It was only a year ago when Kevin Durant and the Oklahoma City Thunder held a 3 games to 1 lead in the Western Conference Finals over the mighty Golden State Warriors. We know how that story ends, though. Durant and the Thunder lost the next three surrendering second-half leads in the sixth and seventh games.
The Warriors moved only to surrender a 3–1 lead of their own to LeBron James and the Cleveland Cavaliers in the Finals. The excuses for the choke job were aplenty. Stephen Curry was playing on a bum ankle. Draymond Green is a mad man, so he naturally took a shot at LeBron’s manhood and earned himself a costly suspension. The record-setting Warriors came up short when it mattered the most.
Last summer, Durant took the “if you can’t beat ’em, join ’em” route and joined the Warriors through free agency. The move did not earn him popularity points. Durant didn’t seem to care. He wanted to win and joining forces with Steph, Klay, and Draymond was a good way to do that.
In an era when professional athletes are subjected to constant criticism, Durant was on the receiving end of plenty of it. Talking heads argued that he was admitting he could not win a title “on his own.” (Like anyone has ever done that before). They argued that any titles Durant won with the Warriors wouldn’t be as valuable as a title somewhere else.
Those arguments are, of course, absurd and Durant’s performance in the Finals’ first two games have made them even more so. Sure, he joined a great team. But let there be no doubt, Kevin Durant is driving the Warriors’ bus.
Durant is scoring from everywhere while exerting himself defensively (he had 5 blocks and 3 steals in Game 2). He’s simultaneously playing aggressively while being unselfish (14 assists so far in the series). The seven-footer is crashing the boards (averaging 11 rebounds per game). Durant wants to win. He wants to win badly. It’s written all over his face. He is going to do (and is doing) whatever it takes to earn his first ring.

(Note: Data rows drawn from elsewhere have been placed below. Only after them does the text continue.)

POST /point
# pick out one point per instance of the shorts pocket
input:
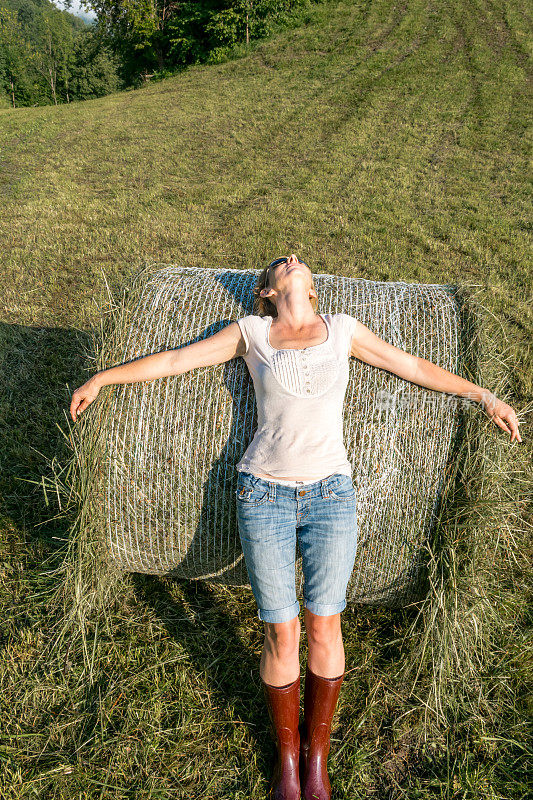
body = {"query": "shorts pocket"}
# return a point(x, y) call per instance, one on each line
point(342, 488)
point(251, 490)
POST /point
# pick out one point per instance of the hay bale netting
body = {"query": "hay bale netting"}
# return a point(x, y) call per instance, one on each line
point(161, 489)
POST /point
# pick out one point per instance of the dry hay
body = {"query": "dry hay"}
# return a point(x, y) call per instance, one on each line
point(159, 476)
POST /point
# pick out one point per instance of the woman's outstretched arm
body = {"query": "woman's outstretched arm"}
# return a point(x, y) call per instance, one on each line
point(216, 349)
point(370, 348)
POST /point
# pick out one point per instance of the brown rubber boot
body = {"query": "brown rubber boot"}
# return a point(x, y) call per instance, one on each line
point(320, 700)
point(283, 703)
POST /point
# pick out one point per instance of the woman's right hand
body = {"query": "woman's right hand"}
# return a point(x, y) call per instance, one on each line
point(84, 396)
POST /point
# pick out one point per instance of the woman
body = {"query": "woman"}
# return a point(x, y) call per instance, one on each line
point(294, 483)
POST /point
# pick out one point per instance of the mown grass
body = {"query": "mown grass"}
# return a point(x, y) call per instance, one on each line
point(381, 140)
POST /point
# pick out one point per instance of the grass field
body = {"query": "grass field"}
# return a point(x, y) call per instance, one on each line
point(384, 140)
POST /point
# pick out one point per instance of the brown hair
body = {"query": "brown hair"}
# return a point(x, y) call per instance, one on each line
point(263, 306)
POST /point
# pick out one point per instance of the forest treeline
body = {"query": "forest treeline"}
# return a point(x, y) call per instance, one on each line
point(48, 55)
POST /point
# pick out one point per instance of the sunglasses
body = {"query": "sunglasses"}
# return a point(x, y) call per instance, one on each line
point(281, 261)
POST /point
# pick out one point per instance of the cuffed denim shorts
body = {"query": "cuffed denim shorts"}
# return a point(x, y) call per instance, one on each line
point(323, 517)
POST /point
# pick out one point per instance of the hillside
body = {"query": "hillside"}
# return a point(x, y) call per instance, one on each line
point(381, 140)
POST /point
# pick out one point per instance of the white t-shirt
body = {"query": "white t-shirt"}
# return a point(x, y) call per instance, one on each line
point(300, 397)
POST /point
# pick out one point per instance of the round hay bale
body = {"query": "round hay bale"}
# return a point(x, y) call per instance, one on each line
point(161, 477)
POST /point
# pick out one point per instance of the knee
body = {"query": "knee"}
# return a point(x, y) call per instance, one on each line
point(283, 638)
point(323, 631)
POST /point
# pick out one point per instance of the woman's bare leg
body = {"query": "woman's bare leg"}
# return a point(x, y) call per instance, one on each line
point(280, 658)
point(326, 648)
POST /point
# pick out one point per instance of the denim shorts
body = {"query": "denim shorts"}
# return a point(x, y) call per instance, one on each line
point(323, 517)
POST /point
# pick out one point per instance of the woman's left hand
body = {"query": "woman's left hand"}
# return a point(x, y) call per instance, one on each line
point(501, 414)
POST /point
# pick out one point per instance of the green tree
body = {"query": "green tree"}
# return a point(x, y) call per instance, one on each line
point(16, 60)
point(95, 69)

The world’s great athletes do not lack confidence. Kevin Durant is no different. His decision to join Golden State proves it. He knew he had the talent and wherewithal to handle the pressure that would come with a superstar joining a super team. He believed the Warriors roster would elevate his game while he elevated their games in return. He was right. He is in the midst of defining himself was an all-time great. He is leading a team that has elevated the sport of basketball to a level that is near perfection.
See, Kevin Durant didn’t take the easy way out when he joined Golden State. He was betting on himself. He was betting he would win a championship immediately. Now, he’s just a couple games away from cashing in on that bet.